Congress has established a variety of rules about ineligibility for Medicaid. In addition to these federal rules, there are also issues you should be aware of at the state level. 

The ineligibility period for Medicaid is also referred to as a penalty period. This specifically relates to applicants who transferred assets shortly before applying in an effort to spend down what they had to qualify for the program.

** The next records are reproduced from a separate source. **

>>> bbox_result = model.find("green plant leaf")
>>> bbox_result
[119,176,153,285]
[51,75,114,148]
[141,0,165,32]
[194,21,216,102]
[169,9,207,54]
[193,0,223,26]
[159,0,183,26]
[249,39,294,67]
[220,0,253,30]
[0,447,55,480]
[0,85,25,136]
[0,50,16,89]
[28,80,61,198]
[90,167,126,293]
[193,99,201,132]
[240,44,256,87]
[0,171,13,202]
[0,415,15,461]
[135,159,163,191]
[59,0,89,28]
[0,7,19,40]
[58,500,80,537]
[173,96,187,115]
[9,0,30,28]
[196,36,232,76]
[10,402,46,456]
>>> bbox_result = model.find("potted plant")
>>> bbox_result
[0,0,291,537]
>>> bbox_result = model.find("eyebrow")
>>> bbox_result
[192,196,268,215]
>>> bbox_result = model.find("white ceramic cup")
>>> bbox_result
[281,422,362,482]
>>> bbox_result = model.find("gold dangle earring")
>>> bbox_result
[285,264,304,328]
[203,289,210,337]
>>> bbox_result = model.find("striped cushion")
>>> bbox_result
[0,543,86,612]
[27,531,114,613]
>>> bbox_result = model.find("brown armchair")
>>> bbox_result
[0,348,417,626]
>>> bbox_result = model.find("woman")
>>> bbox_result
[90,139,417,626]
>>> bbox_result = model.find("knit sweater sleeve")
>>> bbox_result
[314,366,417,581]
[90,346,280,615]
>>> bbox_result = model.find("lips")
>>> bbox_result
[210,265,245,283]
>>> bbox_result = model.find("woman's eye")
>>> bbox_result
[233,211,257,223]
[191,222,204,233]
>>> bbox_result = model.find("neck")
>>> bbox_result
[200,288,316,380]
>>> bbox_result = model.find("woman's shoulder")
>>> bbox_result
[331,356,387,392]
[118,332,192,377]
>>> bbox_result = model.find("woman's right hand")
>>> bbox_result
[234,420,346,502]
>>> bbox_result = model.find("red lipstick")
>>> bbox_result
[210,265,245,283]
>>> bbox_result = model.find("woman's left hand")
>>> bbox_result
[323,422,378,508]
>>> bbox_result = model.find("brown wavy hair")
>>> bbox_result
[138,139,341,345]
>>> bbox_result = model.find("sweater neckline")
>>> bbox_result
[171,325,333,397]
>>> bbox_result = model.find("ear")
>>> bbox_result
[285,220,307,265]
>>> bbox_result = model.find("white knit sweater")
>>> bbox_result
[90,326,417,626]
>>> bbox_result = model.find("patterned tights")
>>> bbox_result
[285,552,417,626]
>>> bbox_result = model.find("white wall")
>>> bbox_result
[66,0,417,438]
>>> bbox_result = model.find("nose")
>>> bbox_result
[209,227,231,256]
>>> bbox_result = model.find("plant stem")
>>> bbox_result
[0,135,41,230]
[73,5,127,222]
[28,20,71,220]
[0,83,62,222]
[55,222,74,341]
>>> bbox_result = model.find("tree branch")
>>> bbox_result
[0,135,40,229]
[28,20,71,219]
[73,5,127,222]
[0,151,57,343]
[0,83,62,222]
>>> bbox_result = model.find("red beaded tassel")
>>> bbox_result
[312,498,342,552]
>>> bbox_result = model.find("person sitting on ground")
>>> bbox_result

What Do Medicaid Officials Look For?

State Medicaid officials will look at transfers made within 5 years of the person applying for benefits (the ‘look back’ period).  For Medicaid purposes, a transfer is when you give away an asset of yours without receiving fair market value for it.  The look back determines whether or not a transfer that you made of property to someone else will make you ineligible for Medicaid benefits for a period of time and as such have a penalty period apply.

What is a Penalty Period?

The length of that penalty period depends on the total amount transferred. All transfers should be made carefully because these can trigger Medicaid problems for you and even tax consequences for your loved ones.

Make sure that you consult with an elder law attorney directly before making any sudden and unexpected transfers. This is the best way to minimize the possibility of having to deal with the five-year look back period. While no one can predict when they might need Medicaid services, you should always be looking forward to the future and try to minimize the possibility of delays due to Medicaid penalty periods with MassHealth.